Lamashizzar se liberó de los libertinos paralizados. Su rostro era una máscara de odio, pero Neferata pudo ver un atisbo de miedo en sus ojos. Aun así, logró soltar un gruñido desafiante.

—¡Detenla! —le ordenó a Abhorash—. ¡Se ha vuelto loca! ¡Acaba con ella!

—No hará nada semejante —repuso la reina con calma. Miró al paladín del rey y sonrió—. Estos hombres son míos ahora, hermano…, todos y cada uno de ellos. Me servirán gustosos porque puedo proporcionarles algo que tú no puedes darles.

Eso rompió el hechizo. W’soran despertó con fuego en la mirada.

—¡El elixir! —exclamó entre dientes.

Neferata asintió con la cabeza.

—Os ofreceré el poder que habéis ansiado durante tanto tiempo —añadió—. Y a cambio, me serviréis igual que a vuestro rey.

Abhorash se agitó.

—Yo no quiero poder —repuso con voz profunda.

La reina dio un paso hacia él, situándose al alcance de la espada del paladín.

—No, tú ansías algo mucho más difícil de lograr. Ansías perfección. No es suficiente ser el paladín del rey; hay otros seis en Nehekhara que pueden reclamar tal título por legítimo derecho. No, tú quieres ser el guerrero más grande, el arquetipo de los combatientes. Por eso, aceptaste la oferta del rey en primer lugar, ¿verdad? Para poder disponer de toda la eternidad para afinar tus destrezas más allá del saber de los mortales.

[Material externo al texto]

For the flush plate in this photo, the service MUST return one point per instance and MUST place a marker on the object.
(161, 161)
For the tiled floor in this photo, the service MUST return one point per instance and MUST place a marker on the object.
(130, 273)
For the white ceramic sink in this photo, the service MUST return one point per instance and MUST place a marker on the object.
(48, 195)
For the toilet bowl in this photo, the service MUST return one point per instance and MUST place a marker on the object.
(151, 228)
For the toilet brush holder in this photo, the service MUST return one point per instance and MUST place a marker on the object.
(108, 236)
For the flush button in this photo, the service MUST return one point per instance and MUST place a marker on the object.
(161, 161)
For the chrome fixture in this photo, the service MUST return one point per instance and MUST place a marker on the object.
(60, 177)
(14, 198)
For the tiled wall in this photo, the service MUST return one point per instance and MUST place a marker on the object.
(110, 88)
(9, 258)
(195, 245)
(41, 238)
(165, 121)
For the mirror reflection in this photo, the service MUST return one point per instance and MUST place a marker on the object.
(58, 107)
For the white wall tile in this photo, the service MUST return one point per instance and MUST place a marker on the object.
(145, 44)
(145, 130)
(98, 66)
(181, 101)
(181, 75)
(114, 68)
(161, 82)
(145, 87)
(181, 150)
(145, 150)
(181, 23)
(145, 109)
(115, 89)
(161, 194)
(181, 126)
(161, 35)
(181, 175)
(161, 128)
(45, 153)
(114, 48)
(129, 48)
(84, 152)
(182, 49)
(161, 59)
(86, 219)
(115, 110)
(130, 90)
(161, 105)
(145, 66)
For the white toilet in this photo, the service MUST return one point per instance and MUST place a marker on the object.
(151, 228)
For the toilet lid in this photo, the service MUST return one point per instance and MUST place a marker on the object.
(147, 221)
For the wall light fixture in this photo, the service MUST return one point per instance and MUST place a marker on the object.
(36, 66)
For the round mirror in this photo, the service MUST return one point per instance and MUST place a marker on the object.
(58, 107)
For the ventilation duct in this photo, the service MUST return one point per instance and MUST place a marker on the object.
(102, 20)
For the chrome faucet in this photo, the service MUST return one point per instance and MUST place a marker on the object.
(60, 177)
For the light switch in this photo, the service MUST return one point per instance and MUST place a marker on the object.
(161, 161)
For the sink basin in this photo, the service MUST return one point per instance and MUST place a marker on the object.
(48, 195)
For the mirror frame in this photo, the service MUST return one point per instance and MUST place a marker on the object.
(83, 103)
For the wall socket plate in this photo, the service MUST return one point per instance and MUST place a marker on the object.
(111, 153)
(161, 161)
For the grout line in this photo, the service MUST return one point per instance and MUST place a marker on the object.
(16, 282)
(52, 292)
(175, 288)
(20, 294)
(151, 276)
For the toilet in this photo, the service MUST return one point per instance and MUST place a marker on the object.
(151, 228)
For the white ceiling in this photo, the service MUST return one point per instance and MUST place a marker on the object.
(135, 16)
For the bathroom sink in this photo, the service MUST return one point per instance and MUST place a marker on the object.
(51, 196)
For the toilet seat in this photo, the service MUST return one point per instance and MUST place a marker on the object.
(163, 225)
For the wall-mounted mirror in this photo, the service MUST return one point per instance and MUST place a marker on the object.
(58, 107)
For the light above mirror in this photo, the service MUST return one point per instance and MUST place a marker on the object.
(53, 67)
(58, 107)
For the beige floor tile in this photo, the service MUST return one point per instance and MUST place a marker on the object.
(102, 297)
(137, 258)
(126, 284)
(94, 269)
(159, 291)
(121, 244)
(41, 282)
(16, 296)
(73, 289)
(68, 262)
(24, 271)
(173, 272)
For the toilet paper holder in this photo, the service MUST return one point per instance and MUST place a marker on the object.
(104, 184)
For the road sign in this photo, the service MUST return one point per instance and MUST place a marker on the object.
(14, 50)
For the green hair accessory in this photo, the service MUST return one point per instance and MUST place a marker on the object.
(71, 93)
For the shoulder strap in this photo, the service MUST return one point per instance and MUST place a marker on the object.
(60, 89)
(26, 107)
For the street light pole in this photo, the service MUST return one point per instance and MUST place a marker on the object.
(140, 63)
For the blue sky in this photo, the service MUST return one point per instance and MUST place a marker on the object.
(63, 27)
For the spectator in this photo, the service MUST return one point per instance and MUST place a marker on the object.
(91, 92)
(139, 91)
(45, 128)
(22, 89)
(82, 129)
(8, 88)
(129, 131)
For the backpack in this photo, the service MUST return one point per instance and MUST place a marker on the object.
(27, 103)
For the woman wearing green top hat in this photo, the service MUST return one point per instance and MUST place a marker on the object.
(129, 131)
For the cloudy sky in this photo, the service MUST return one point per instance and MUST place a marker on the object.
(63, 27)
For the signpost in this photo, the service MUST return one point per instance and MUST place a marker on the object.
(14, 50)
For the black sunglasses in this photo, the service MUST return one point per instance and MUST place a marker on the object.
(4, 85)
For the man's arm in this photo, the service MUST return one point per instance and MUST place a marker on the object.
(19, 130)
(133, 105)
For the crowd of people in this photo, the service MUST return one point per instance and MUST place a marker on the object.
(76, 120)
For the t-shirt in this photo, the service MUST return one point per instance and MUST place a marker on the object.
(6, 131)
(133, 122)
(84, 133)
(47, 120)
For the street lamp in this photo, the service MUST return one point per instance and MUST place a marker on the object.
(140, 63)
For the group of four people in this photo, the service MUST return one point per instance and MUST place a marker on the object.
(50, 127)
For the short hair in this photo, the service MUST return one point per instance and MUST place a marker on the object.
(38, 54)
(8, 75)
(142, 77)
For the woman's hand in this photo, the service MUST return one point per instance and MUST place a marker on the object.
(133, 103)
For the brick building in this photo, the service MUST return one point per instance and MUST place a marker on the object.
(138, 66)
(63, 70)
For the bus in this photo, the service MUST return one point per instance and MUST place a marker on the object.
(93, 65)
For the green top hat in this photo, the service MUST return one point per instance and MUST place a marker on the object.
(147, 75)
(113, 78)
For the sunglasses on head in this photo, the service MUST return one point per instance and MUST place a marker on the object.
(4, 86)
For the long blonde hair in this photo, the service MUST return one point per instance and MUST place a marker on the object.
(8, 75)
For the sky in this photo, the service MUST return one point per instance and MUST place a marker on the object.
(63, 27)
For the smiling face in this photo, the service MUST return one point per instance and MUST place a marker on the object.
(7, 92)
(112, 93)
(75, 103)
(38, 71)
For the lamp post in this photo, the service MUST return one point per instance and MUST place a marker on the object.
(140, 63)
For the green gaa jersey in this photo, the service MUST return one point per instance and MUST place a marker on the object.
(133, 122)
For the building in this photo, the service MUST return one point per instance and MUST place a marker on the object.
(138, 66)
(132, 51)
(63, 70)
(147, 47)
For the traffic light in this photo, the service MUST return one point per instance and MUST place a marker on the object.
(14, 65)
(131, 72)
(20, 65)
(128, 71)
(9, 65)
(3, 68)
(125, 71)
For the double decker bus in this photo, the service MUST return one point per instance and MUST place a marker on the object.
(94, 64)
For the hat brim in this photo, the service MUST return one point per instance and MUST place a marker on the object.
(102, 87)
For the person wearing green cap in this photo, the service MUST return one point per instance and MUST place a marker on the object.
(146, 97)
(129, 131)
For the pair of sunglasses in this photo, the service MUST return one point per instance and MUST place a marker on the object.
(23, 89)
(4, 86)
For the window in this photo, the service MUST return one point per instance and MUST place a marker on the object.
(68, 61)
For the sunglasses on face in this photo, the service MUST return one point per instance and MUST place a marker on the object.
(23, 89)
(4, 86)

El poderoso guerrero palideció ante el implacable análisis de la reina. Los otros la miraron como si fuera un oráculo, sin detenerse a pensar que, a través de Arkhan, disponía de más de un siglo de conocimientos sobre cada una de sus esperanzas y deseos.

La reina observó a los nobles reunidos.

—Lamashizzar os ha fallado por última vez —les dijo—. Inclinaos ante mí y os daré todo lo que deseáis. La elección es vuestra.

W’soran no vaciló. Cayó de rodillas y se postró ante la reina. Ankhat y Ushoran hicieron lo mismo, y los tres jóvenes libertinos —Adio, Khemri y Zurhas— los imitaron. Ubaid, que ya estaba arrodillado, simplemente le hizo un gesto de deferencia con la cabeza a la reina, como había hecho tantas veces antes.

Sólo quedaba Abhorash. La reina se volvió para mirarlo con una ceja enarcada. El paladín le sostuvo la mirada durante un largo y silencioso momento, y luego volvió a envainar la espada.

Lamashizzar, que sólo momentos antes era el indiscutido soberano de la ciudad más importante de Nehekhara, sólo pudo quedarse mirando con una furiosa expresión de impotencia.

—¿Qué quieres, hermana? —gruñó.

Neferata sonrió.

—Por ahora, trae un martillo y un cincel de hierro —contestó la reina de Lahmia, saboreando su triunfo. Señaló con un dedo manchado de sangre hacia Arkhan el Negro—. Vas a liberarlo.